At Gucci, Frida Giannini has been working Seventies references for a few seasons, but seldom has it felt so right as it did this time around – skinny navy suits mixed with shearling-lined jackets, groovy geometric-print trousers and richly coloured flower-print blazers. It was dark and elegant, but also refreshing for its unashamed luxury and sense of fun – evident most of all in the paint-daubed carpet bags.
Teddy-Bear Fleece
It looks like autumn's going to be a cold, hard season for men, but lest anyone forget that, deep down, we're all big softies really, many designers peppered their collections with cuddly teddy-bear-like fleece and shearling outerwear. The biggest and best was at Bottega Veneta, where a short-collared jacket in creamy natural fleece emerged amidst the more fiddly overprinted suits, leather-panelled overcoats and crinkled, jodhpur-like jeans. Then there were fleecy gilets at Jean Paul Gaultier, a full-length astrakhan fur coat at Lanvin and super-soft fleece zip-ups at Kim Jones's Tokyo/Paris-themed collection for Louis Vuitton.
Luxe leather
If any of the current crop of designers knows how to make a fashion statement, it's Raf Simons, and this season he really went for the jugular with his predominantly leather collection for Jil Sander, which emerged from behind a graffiti-strewn door onto a black rubber runway. With its range of voluminous leather overcoats, sheeny, round-shouldered macs and granite-like wool marl suits, it was as scary as it was preposterously luxurious. And more so because it reeked of the businessman, the current era's foremost demon figure, who Simons was fixated upon for his "accuracy" and "obsession for detail", as well as his "vanity".

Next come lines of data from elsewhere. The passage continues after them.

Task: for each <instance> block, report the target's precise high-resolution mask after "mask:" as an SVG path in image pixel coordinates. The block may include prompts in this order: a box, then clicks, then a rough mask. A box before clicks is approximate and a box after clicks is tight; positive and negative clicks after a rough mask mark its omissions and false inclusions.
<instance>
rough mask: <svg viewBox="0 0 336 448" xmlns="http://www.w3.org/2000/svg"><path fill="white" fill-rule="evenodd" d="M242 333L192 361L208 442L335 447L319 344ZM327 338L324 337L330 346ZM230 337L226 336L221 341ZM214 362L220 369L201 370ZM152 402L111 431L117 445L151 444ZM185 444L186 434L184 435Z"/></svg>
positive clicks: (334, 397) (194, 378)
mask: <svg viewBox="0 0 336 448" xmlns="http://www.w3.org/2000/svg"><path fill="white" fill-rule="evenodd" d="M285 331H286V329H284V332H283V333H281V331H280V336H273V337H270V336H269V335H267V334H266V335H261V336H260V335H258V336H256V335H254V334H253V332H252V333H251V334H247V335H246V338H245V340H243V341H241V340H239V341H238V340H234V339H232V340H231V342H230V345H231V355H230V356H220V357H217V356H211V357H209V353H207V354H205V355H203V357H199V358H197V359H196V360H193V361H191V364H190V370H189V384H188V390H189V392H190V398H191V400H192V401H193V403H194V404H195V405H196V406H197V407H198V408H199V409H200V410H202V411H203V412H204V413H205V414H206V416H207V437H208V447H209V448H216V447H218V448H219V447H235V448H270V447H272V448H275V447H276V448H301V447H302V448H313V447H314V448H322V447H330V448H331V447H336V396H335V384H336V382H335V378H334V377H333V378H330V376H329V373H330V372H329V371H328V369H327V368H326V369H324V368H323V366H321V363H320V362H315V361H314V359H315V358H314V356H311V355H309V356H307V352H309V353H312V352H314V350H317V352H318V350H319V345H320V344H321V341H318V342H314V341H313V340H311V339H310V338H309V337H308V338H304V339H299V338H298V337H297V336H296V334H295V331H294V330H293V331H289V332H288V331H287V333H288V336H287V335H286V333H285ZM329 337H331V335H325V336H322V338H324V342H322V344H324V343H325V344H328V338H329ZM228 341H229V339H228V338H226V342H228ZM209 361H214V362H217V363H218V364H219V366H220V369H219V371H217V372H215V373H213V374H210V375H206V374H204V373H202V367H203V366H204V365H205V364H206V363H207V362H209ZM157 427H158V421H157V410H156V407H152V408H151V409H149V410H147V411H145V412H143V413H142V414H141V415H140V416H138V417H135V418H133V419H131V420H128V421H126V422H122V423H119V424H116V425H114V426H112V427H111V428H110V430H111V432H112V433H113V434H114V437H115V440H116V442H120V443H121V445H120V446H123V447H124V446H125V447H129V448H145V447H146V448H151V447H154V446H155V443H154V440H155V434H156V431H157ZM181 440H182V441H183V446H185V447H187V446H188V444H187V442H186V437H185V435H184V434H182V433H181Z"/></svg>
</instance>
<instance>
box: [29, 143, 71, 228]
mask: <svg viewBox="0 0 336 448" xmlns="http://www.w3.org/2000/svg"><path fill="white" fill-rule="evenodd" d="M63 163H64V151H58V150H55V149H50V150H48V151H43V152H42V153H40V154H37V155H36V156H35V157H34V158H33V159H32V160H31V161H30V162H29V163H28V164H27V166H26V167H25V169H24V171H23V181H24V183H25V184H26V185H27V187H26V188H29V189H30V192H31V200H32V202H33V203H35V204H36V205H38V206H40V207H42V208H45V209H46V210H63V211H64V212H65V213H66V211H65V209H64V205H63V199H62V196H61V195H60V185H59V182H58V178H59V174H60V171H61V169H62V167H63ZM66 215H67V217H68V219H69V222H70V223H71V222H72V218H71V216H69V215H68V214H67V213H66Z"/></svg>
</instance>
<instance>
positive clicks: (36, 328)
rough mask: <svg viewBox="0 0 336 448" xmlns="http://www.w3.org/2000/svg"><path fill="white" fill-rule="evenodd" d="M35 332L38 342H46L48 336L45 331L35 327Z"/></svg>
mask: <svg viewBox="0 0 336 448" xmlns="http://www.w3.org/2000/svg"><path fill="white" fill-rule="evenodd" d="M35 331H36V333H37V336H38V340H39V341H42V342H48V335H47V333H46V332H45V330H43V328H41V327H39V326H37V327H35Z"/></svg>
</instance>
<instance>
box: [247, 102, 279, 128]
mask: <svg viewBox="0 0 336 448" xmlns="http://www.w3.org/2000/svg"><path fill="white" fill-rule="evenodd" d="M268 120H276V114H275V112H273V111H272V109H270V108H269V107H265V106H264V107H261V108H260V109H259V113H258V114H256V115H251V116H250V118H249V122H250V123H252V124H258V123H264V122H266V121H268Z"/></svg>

The collection was a daring move for Simons, not only because he has become so loved for his experiments with colour and print at Jil Sander, but also because fashion rarely attempts to be this intriguingly ambivalent. And the leather was key to this, he said, both as "an expression of uncompromised luxury" (particularly provocative in a retail environment that is very much compromised) and "a material that could trace the dark side of the man I pictured with this collection".
Elsewhere there were equally enticing workouts in skin, both at Yves Saint Laurent and at Hermès, where even shirts came in super-fine leather.